Of course, we can never be sure of that. But he's the only person whose concern I really want, because he understands. We're in the same position—the only two initiates this year. There were three others at the start, but they've since dropped out, unable to endure. I close my eyes and allow myself to lean against his shoulder. He's warm. Solid.

I feel the tears building up, prickling in my sinuses, and I force myself to pull away. If I don't, I'll lose control.

He raises his thick eyebrows. “You know, it's normal to have feelings. You don't need to treat them like they're some kind of rash.”

“Easy for you to say.” I give him a weak smile and knuckle tears from the corners of my eyes.

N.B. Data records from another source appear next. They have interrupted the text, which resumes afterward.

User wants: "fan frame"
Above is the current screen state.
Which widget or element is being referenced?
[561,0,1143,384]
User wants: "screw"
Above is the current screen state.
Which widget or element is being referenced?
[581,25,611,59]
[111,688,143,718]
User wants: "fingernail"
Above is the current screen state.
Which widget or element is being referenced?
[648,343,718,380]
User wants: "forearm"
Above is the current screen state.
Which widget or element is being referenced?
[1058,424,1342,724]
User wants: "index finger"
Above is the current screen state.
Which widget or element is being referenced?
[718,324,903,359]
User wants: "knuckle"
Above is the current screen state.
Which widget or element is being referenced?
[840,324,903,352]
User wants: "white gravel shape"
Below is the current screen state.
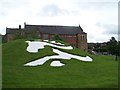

“It's hard for me, too, you know.”

“Yes, but you don't show it.” Somehow, immersion sessions never affect Ian. The horror rolls off him, as if his brain is shellacked with some kind of horror-proof coating. “Seriously, how do you manage? Whatever techniques you're using, I should be copying them.”

He shifts his weight. “Just used to this stuff, I guess. I mean …
Mom's a drug researcher, so I grew up hearing about diseases and trauma.”

If repeated exposure is the only thing it takes, I should be a Mindwalking champion by now.

“Just think about the good you're doing,” he adds. “Remember all the people you've helped.”

“Thank you.” I breathe in slowly and force myself to straighten my shoulders. “Anyway, I should get home. I need to study.”

“You spend way too much time hitting the books. You need to unwind. I'm having a party at my place on Friday. Why don't you come?”